HeadTTS and kokoro-tts-addon
One is an in-browser or local Node.js WebGPU/WASM-based neural text-to-speech engine providing timestamps and visemes, while the other is a local neural TTS addon specifically designed for browsers, suggesting they are **complementary** in providing offline, browser-based Kokoro TTS capabilities, potentially with the addon integrating or utilizing the engine.
About HeadTTS
met4citizen/HeadTTS
HeadTTS: Free neural text-to-speech (Kokoro) with timestamps and visemes for lip-sync. Runs in-browser (WebGPU/WASM) or on local Node.js WebSocket/REST server (CPU).

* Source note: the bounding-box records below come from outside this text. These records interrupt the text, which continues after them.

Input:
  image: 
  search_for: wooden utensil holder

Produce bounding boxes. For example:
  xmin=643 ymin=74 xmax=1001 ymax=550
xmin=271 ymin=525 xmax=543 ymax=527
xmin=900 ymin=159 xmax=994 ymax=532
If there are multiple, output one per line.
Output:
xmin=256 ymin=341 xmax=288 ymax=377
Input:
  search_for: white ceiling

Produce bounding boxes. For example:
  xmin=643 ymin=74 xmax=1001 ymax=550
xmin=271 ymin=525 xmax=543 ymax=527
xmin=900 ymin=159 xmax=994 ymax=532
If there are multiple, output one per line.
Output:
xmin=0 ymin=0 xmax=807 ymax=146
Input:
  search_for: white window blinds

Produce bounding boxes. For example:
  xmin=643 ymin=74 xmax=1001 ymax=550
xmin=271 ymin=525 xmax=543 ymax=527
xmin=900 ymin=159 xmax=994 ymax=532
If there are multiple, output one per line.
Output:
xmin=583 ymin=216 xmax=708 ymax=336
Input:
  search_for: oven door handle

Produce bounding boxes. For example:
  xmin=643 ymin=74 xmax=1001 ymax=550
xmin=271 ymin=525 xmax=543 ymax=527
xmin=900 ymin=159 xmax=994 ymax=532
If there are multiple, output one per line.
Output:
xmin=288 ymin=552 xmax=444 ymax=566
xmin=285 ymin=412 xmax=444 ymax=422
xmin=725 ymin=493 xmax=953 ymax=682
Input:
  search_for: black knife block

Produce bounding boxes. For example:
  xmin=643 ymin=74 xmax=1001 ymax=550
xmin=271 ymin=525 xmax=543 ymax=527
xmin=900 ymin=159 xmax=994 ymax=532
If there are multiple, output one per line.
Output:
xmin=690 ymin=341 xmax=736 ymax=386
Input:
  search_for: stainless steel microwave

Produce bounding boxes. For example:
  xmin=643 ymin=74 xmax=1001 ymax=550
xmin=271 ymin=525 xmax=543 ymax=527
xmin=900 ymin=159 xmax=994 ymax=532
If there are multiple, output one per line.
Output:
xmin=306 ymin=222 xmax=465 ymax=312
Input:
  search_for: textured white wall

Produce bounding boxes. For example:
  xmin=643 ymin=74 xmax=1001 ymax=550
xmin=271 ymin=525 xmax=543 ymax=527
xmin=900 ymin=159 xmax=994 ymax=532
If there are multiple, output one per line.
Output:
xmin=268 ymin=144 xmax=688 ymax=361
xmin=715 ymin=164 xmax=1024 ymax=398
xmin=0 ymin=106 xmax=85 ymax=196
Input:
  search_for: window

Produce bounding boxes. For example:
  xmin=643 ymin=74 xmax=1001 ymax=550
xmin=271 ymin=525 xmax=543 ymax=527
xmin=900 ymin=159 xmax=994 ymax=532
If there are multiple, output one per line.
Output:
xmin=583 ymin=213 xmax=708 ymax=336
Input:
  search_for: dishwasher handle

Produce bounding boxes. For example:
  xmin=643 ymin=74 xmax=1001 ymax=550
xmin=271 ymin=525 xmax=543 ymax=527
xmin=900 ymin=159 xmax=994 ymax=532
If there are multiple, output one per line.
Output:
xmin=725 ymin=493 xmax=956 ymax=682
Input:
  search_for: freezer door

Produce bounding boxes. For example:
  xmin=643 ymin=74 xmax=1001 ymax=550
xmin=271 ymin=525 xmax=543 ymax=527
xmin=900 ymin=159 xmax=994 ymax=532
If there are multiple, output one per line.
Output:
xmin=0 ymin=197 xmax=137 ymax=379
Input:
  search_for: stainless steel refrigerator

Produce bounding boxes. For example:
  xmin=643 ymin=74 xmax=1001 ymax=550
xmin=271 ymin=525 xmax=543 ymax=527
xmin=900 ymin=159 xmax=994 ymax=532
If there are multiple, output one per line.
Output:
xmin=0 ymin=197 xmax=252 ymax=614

Leverages transformers.js with ONNX Runtime for client-side model execution, supporting both WebGPU acceleration and WASM fallback with configurable quantization levels (fp32/fp16/q8/q4). Provides phoneme-level timing data and Oculus-compatible visemes for precise lip-sync animation, with adjustable timing offsets for integration with 3D avatar frameworks like TalkingHead. Supports flexible endpoint configuration with automatic fallback between in-browser and Node.js server backends, enabling graceful degradation across browsers and deployment scenarios.
About kokoro-tts-addon
pinguy/kokoro-tts-addon
Local neural TTS for Browsers: fast, expressive, and offline—runs on modest hardware.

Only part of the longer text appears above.